The organization was founded by Leslie Baer in 1992 (pictured that year, far right, interacting with some local youth). At the time, she was a volunteer coordinator with a Los Angeles-based Order of Mother Teresa. At the urging of the Order, she traveled to Quetzaltenango (locally known as Xela — pronounced “shay-la”) to study Spanish. But with the decades-long Civil War raging on, she quickly became distracted.
Outside the classroom, Leslie found widespread suffering in rural communities where access to clean water, health care, and education were the exception. She returned to the states and asked for help from friend Fr. Peter Hickman, founder of the forward-thinking ecumenical community of St. Matthews. With the support of Fr.
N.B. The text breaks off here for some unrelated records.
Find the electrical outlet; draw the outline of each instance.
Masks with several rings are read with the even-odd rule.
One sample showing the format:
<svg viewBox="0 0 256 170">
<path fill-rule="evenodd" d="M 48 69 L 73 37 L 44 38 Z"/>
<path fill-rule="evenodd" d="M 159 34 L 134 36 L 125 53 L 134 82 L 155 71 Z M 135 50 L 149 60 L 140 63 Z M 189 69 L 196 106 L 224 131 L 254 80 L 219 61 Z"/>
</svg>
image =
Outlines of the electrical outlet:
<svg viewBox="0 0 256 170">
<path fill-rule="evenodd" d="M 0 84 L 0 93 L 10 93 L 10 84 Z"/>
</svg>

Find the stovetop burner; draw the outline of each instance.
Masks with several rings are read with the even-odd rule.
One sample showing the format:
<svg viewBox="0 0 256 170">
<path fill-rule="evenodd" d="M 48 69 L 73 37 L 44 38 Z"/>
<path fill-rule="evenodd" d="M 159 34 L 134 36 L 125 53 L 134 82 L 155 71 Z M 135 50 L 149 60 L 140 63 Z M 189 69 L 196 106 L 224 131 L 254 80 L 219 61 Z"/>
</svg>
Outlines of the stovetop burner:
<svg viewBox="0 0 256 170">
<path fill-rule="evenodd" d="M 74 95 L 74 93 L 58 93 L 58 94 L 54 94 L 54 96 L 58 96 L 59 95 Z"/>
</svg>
Hickman and Mother Teresa’s Order, the non-denominational community development organization Xela AID was born.
In June of 1992, Leslie returned to Xela with supporters from St. Matthew Church (Orange, Calif.) including Fr. Peter Hickman and Bob Rook, Xela AID’s Co-Founders, and 43 other volunteers. In its inaugural trip, Xela AID built a small house for a family that had taken shelter in a corn field; held a medical clinic, an optometry clinic, and committed to building a small school in the community of Loblatzan, which it raised later that year.
Integrated Community Development Model
In its early days, Xela AID provided emergency assistance. With the good counsel of the Peace Corps and local development organizations — as well as from lessons learned as first-hand witness to “give-aways” eroding dignity and creating dependency — the organization quickly adopted a community development approach. Leadership recognized education as key to overcoming poverty and creating abundance, and by the late 1990s, the lion’s share of Xela AID’s efforts had evolved to focus on removing obstacles to education and to promoting self reliance. In 2000, Xela AID added a tagline to reflect this evolution of thinking: Xela AID - Partnerships for Self Reliance.
Xela AID understands that children who are hungry or sick cannot learn, and that families who have insufficient income cannot support their children being in school. Therefore, the organization supports education while it works to address, simultaneously, the health and socio-economic issues that thwart learning. Xela AID also seeks out partnerships with individuals, families, local government, and other non-profit organizations to address challenges holistically—the formula that makes the organization unique and has fueled its many successes.
At left: A local weaver displays here wares. Microbusinesses such as that supported by Xela AID through its Tesoros del Corazon Weavers Cooperative help remove economic obstacles to learning.